I have difficulty forgiving others when the hurt is painful. It is hard to let go of my pride and admit I am wrong. I like hanging on to hurt feelings so I can throw a pity party. The pain from past situations has faded over the years and I can’t believe some things bothered me. I feel sometimes as if I have mastered to act of forgiveness, and then someone offends me again. I let the pride over “how can they be that dumb to do this” and hurt over “how can they be this mean” come into my brain. Once the emotions get going, I get all worked up over the situation…and seek food to make it better.

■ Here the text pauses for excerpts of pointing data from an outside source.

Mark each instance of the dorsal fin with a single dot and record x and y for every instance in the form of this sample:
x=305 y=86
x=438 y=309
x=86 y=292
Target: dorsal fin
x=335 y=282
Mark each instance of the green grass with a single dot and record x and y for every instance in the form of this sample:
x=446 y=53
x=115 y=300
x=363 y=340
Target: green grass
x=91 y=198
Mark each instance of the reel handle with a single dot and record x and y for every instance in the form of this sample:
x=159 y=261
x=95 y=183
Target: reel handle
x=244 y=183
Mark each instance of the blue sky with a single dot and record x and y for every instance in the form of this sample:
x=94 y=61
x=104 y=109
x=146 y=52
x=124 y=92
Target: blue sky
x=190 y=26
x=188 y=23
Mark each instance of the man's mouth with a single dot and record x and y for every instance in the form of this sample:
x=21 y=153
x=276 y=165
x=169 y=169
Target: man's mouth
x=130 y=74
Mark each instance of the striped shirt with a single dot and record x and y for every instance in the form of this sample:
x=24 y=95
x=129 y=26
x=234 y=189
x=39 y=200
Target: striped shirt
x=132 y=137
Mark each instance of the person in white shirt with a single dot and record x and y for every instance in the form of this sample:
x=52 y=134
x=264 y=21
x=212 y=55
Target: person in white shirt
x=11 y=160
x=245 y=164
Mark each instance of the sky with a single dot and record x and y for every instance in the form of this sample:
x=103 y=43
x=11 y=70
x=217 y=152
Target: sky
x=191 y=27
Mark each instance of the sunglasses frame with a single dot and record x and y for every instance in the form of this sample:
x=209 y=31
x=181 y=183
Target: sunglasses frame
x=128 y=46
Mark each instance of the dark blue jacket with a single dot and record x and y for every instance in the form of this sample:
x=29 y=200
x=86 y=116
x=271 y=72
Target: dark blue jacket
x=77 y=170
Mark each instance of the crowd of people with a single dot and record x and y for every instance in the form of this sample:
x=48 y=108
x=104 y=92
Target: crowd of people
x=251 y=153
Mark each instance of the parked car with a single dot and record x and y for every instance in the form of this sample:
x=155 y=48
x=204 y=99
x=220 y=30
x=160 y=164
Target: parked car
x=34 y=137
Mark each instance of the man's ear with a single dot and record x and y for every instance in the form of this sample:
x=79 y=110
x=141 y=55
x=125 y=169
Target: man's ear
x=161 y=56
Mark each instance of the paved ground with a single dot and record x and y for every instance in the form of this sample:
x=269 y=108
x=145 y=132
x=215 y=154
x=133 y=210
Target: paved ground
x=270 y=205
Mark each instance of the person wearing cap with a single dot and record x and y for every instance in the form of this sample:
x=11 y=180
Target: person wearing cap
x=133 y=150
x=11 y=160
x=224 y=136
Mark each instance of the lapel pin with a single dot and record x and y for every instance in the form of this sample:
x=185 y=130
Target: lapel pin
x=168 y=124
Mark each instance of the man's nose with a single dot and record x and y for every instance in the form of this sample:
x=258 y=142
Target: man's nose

Then I am mad at myself for slipping again. I have to forgive myself for slipping and wonder if God will forgive me…again.
God forgives us like a parent that won’t give up. We think we have fallen too far, even for God to forgive. His love and mercy for us is greater than we can imagine. “…so great is his love for those who fear him; as far as the east is from the west, so far has he moved our transgressions from us.” Psalm 103:11-12 (New International Version, 2011) He not only forgives, but separates us from our mistake. It is human to say “I forgive you” and still hold on to bitterness against the person. True forgiveness happens for me when I can let go of the painful emotions. That means I can see this person without being upset. Sometimes I think it is okay to indulge in bitterness and dislike towards someone as long as I don’t show it to others. The problem is others can see me acting negatively. They can see the awkwardness in our conversations and feel the uneasiness around me. So even if I keep the unforgiving spirit inside, it hurts me. Negative emotions encourage me to overeat. I have to forgive like God does.
I also must forgive myself for overeating. The other day, I ate unhealthy first thing in the morning and could not quit snacking. My total food intake was not horrible, but I am not following my “only eat when hungry” plan. The only thing to do is ask God for forgiveness, and then forgive myself. Now I can relax in the arms of my loving Father who loves and forgives me. Knowing I have a God this loving helps me to stay focused on Him instead of food.